Tuesday, February 12, 2008

Liberty's Cost (Team B Week 2)




Congressman Ron Paul often declares himself a critic of federal spending, and touts himself as a Libertarian. It appears however, that Congressman Paul, as with the man many consider to be America’s first libertarian, Thomas Jefferson, do not always practice what they openly preached. The Congressman conveniently sets aside his strict construction of the constitution for earmarks, just as Jefferson did so for territory.
The Wall Street Journal, The Congressional Quarterly, The Liberty Papers, The Cable News Network, and The Fox News Channel have all researched the Representative's "fiscal frugalness". Unfortunately for Representative Paul, he is neither frugal nor libertarian in his earmarking.
According to The Wall Street Journal, Congressman Paul is planning to request an astronomical $400 million dollars worth of earmarks this Congressional year. The libertarian Congressman has requested $8 million for the marketing of wild American shrimp and $2.3 million to pay for research into shrimp fishing. That just scraps the surface of the proposed spending.
According to David Nather of The Congressional Quarterly, Paul is decrying irresponsible and unconstitutional Federal spending, while he requests earmarks for his district that:" includes two projects to improve the Gulf Intracoastal Waterway, at a combined federal cost of roughly $32 million. There’s also the sunken ship Paul wants the feds to remove from Freeport Harbor. And he wants the feds to take charge of maintaining the Pix Bayou Navigation Channel. There’s also a feasibility study for flood, hurricane and storm damage control projects along the coast. And there’s the mysterious “project in the vicinity of Galveston Bay.” (The bill provided no other details.)"
Congressman Paul doesn't see a conflict between libertarian ideals and rampant earmark requests for spending. As he put it in a floor speech last year, “earmarks . . . are a symptom of the problem, not the cause. The real problem is that the United States government is too big, spends too much, and has too much power.”
The Congressman goes on to justify his spending propensity as an offsetting action against executive power:" a crackdown on earmarks, he says, would only grant the executive branch more control over where the money goes.

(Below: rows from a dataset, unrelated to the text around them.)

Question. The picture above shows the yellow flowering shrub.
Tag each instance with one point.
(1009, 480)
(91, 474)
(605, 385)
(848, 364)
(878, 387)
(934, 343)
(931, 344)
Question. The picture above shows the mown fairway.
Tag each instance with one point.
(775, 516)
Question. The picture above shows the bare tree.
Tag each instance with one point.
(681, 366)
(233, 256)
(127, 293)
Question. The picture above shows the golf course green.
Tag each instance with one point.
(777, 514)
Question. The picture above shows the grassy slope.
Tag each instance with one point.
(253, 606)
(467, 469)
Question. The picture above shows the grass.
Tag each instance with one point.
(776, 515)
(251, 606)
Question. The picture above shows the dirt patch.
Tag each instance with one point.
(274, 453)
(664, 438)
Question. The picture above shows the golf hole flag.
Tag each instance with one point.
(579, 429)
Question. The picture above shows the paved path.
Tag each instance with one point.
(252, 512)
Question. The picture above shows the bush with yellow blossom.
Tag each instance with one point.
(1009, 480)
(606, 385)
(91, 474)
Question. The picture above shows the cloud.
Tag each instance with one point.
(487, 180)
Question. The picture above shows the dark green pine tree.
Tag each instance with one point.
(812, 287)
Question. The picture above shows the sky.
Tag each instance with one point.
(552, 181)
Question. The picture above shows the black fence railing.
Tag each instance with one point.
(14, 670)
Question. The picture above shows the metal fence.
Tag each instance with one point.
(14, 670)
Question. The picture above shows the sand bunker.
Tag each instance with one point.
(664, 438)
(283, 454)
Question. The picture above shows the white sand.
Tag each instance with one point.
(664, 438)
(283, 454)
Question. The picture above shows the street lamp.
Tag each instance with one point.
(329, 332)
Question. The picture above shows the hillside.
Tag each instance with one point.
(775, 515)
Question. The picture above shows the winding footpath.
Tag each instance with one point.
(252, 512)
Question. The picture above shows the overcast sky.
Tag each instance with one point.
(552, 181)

The total amount of spending wouldn’t change. “There’s nothing wrong with designating where the money goes,” Paul says — so long as the earmark is “up front and everyone knows about it,” rather than having it slipped in at the last minute with no scrutiny."The Congressman claims that in an ideal world there wouldn't be a federal income tax, however, as long as there is one, he has a responsibility to help his constituents recover some of the tax dollars the government has taken from them. Whether or not his constituents want that reclaimed money going to the marketing of wild American shrimp and shrimp fishing research is not clear.
Representative Paul has a unique approach when throwing his support behind certain earmarks. He sponsored ten earmarks for a particular bill and then sat out the vote when the bill came to the floor of the House. This is clever of the Congressman, even if it is less than libertarian of him. This technique ensures that he will bring home the bacon to his constituents, when he feels the bill will pass anyway with his earmarks, while pacifying his anti-tax supporters who helped him get elected to Congress.

This reminds one of Thomas Jefferson and the Louisiana Purchase of 1803. Jefferson, like Paul, had always been a strong and unyielding advocate of a strict interpretation of the constitution to ensure limited government both in scope and size. According to Dunn’s Jefferson’s Second Revolution, Jefferson confided to his closest advisers that he realized the Louisiana Purchase was unconstitutional:

To his closest advisers the president confided his understanding that the Constitution had not given the government the necessary authority to acquire and incorporate new territory into the union.
President Jefferson toyed with the idea of a constitutional amendment but ultimately set the idea aside. He would later write that although the Purchase was “beyond the constitution” it was in such the national interest that he urged Congress to “cast behind them metaphysical subtleties” and approve the Louisiana Purchase. President Jefferson would later indicate that the constitution just had to yield to pragmatism in acquiring the vast territory. The powers of the federal government would expand right along with the new territory that the nation had acquired. Sometimes even to constitutionalists such as President Jefferson and Congressman Paul, the ends do justify the means.